Kedatangan Tim Pusat Antar-Kementerian (ICMT) untuk menilai situasi COVID menyebabkan perang kata-kata antara negara bagian dan Pusat, dengan pemerintah Persatuan meminta dispensasi TMC untuk menghentikan tindakannya dan memperkuat infrastruktur layanan kesehatan.

Warga Bengal juga menghadapi krisis migran besar-besaran yang disebabkan oleh keruntuhan nasional akibat pandemi yang menyebabkan jutaan pengangguran, memaksa mereka melakukan perjalanan sulit ke desa asal mereka, yang berjarak ratusan kilometer dari tempat kerja mereka.

Banerjee, yang juga merupakan supremo TMC, berada di garis depan dalam menyalahkan pemerintah pusat atas keruntuhan yang “tidak direncanakan” dan krisis buruh migran yang terjadi setelahnya, yang memicu salah satu migrasi terbesar sejak Pemisahan.

Di tengah tarik-menarik politik, hubungan antara pemerintah negara bagian dan Raj Bhavan mencapai titik terendah baru tahun ini, setelah TMC yang berkuasa menuduh Gubernur Jadgeep Dhankhar menjalankan “pemerintahan paralel” atas perintah BJP.

Kekhawatiran keamanan muncul setelah beberapa anggota al-Qaeda ditangkap oleh Badan Investigasi Nasional (NIA) dari distrik Murshidabad pada bulan September.

Partai oposisi menuduh bahwa “kegagalan intelijen dan politik peredaan” Mamata Banerjee membuat negara rentan terhadap aktivitas teroris.

TMC menolak tuduhan tersebut dan mengatakan para pesaingnya mempolitisasi isu yang melibatkan keamanan nasional.
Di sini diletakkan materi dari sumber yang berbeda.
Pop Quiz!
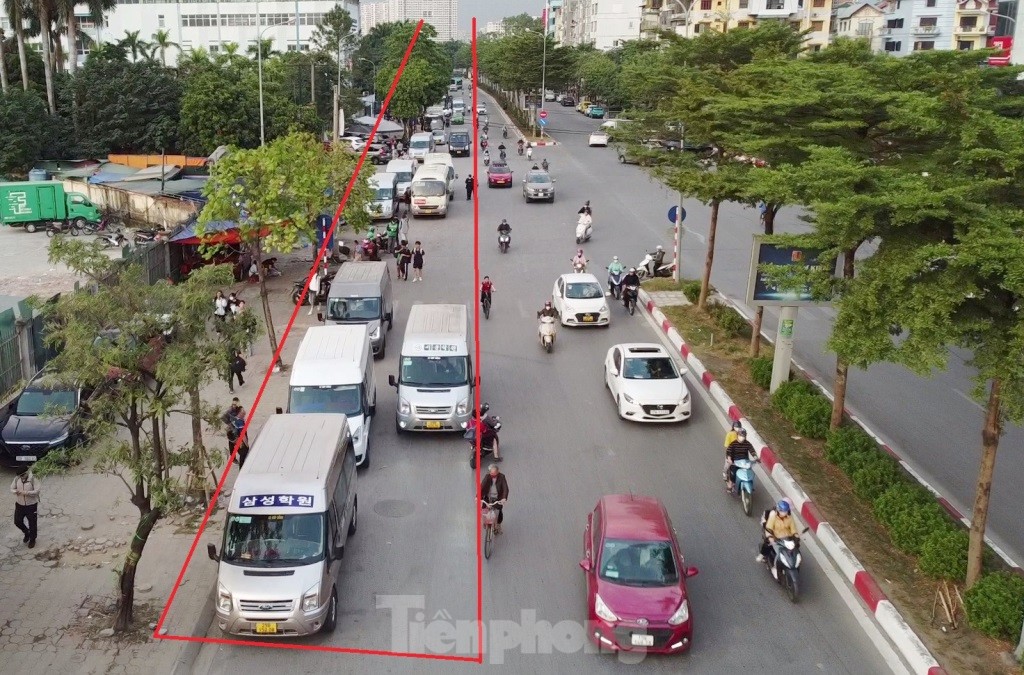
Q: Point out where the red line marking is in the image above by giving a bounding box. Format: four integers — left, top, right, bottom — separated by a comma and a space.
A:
153, 19, 434, 661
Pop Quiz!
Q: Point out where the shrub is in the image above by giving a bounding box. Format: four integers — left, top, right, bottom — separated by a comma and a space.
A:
750, 356, 772, 389
918, 522, 970, 581
874, 481, 950, 555
964, 572, 1024, 641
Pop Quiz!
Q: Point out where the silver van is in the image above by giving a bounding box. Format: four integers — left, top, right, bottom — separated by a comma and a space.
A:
324, 260, 394, 358
207, 414, 358, 637
388, 304, 476, 433
287, 324, 377, 466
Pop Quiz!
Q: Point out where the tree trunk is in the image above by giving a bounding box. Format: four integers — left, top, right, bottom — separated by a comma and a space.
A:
39, 2, 57, 115
114, 499, 160, 633
964, 378, 1002, 590
697, 200, 720, 309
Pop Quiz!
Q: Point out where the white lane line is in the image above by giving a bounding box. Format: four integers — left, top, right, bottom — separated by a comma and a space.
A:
641, 310, 912, 675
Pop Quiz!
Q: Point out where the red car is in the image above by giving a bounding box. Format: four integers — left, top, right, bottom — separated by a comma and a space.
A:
487, 162, 512, 187
580, 495, 697, 653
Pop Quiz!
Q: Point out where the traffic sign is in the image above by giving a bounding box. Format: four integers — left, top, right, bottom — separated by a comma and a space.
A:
669, 205, 686, 224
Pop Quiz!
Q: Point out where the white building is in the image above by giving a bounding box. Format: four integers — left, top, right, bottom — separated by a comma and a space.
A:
359, 0, 461, 42
2, 0, 359, 66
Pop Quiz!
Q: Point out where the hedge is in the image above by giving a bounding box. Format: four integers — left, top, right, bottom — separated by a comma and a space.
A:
964, 572, 1024, 642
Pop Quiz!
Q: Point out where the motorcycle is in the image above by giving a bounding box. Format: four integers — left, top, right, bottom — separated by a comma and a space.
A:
608, 269, 626, 300
537, 312, 557, 353
637, 251, 676, 279
577, 213, 594, 244
623, 286, 640, 317
462, 404, 502, 469
46, 221, 82, 237
732, 459, 757, 515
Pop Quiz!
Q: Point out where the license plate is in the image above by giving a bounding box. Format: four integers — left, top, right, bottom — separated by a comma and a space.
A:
631, 633, 654, 647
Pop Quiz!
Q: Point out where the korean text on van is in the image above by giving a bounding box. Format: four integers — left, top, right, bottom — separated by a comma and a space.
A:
288, 325, 377, 466
388, 304, 476, 432
409, 131, 434, 162
410, 164, 455, 217
207, 414, 358, 637
325, 260, 394, 358
366, 172, 398, 220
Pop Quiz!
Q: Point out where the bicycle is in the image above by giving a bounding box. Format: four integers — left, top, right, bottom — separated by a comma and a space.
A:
480, 499, 502, 560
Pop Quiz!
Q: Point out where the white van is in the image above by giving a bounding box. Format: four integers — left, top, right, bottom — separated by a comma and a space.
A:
288, 324, 377, 466
423, 153, 459, 199
409, 131, 434, 162
410, 164, 455, 217
366, 172, 398, 220
207, 414, 358, 637
388, 304, 476, 433
386, 160, 416, 202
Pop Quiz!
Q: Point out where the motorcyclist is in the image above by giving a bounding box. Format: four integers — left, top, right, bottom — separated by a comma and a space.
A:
756, 499, 800, 564
725, 428, 757, 493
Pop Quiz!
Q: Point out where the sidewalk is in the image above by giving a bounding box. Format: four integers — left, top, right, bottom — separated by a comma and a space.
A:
0, 245, 329, 675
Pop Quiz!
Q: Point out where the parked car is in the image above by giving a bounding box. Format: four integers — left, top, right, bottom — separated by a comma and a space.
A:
0, 371, 91, 466
580, 494, 697, 653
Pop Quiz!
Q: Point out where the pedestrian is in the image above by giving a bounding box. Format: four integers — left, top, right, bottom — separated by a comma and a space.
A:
213, 291, 227, 321
10, 467, 41, 548
227, 349, 246, 393
413, 242, 424, 284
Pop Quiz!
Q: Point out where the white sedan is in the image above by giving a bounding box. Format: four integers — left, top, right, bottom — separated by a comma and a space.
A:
604, 343, 691, 422
551, 275, 610, 326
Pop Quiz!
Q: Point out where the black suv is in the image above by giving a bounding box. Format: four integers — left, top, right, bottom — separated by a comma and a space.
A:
449, 131, 473, 157
0, 371, 89, 466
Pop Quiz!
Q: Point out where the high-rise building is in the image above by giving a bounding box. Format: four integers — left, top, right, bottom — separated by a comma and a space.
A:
359, 0, 460, 41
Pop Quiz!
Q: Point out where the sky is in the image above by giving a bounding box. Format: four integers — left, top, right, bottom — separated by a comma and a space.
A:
459, 0, 544, 33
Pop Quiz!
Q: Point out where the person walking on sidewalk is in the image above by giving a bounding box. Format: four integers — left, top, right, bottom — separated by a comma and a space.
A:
10, 468, 40, 548
413, 242, 424, 284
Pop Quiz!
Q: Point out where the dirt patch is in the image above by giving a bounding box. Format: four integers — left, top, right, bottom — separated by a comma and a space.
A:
662, 305, 1022, 675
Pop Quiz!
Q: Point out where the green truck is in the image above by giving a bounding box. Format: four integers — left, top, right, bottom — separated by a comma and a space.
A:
0, 180, 100, 233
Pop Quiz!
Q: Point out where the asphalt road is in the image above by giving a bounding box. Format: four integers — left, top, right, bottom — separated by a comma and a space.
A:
548, 98, 1024, 560
194, 92, 892, 674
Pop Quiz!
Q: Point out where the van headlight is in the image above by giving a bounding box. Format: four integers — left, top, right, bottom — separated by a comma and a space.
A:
302, 584, 319, 611
669, 600, 690, 626
217, 586, 231, 613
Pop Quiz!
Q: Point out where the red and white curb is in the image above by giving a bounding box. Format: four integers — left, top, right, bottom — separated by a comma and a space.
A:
639, 289, 946, 675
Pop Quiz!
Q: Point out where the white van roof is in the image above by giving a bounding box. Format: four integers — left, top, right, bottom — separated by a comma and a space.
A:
228, 413, 354, 515
401, 304, 469, 356
288, 324, 370, 387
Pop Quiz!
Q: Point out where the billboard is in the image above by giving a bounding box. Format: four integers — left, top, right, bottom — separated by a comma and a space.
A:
746, 235, 837, 307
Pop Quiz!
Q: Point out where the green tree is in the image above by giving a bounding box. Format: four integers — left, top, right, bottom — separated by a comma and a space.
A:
198, 133, 372, 366
0, 87, 48, 174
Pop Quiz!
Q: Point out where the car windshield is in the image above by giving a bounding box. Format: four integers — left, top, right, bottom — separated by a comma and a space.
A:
327, 298, 381, 322
288, 384, 362, 415
14, 389, 75, 417
401, 356, 469, 387
413, 180, 447, 197
220, 514, 326, 567
565, 282, 604, 300
623, 356, 679, 380
599, 539, 679, 587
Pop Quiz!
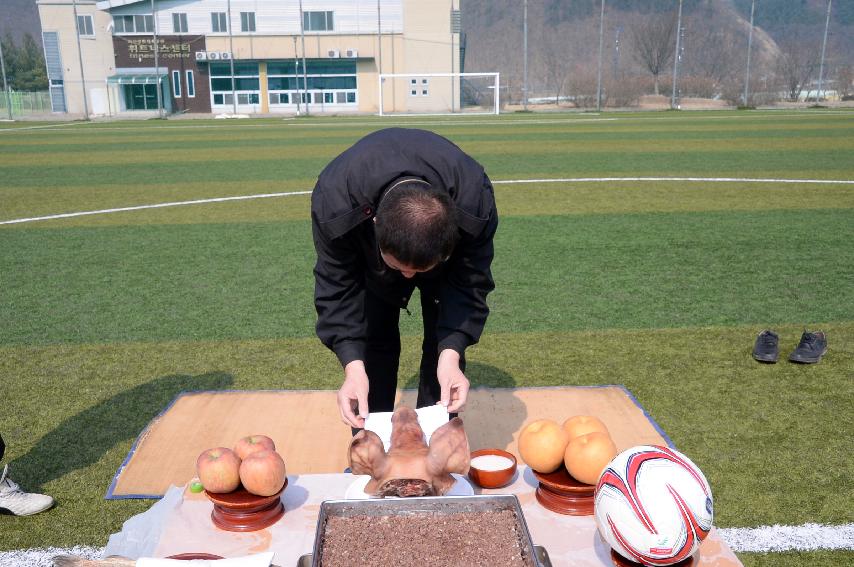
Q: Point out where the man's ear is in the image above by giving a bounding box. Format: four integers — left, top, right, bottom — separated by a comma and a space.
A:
349, 429, 387, 479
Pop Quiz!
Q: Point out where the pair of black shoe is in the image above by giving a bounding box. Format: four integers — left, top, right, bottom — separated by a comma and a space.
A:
753, 329, 827, 364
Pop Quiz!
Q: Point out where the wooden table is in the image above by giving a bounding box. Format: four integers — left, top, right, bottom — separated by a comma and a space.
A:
108, 466, 741, 567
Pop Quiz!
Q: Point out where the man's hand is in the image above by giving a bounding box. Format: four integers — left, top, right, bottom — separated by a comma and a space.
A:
436, 348, 469, 413
338, 360, 369, 429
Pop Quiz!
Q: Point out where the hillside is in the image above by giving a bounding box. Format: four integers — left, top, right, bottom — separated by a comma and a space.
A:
461, 0, 854, 103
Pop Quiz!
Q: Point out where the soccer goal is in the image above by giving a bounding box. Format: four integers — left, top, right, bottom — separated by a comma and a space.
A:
378, 73, 500, 116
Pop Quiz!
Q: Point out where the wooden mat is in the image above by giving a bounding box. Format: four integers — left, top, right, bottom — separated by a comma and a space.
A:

Selain pandemi COVID-19, Topan Amphan membuat Bengal bertekuk lutut pada tahun 2020 ketika bencana alam tersebut merenggut sekitar 100 nyawa, menyebabkan ratusan orang kehilangan tempat tinggal dan menyebabkan kerusakan parah pada infrastruktur.

Pembatasan akibat virus corona telah menghambat upaya bantuan dan memicu kemarahan masyarakat.

Dengan waktu pemilu yang tersisa kurang dari enam bulan, pemerintah Mamata Banerjee meluncurkan sosialisasi publik secara besar-besaran pada bulan Desember untuk memastikan bahwa manfaat dari 11 program kesejahteraan utamanya menjangkau setiap rumah tangga.

Dijuluki “Duare Sarkar” (Pemerintah di Depan Pintu), program ini mencakup 11 sektor termasuk penciptaan lapangan kerja, kesehatan, pemberdayaan perempuan, pengembangan masyarakat dan pendidikan anak perempuan, dan lain-lain.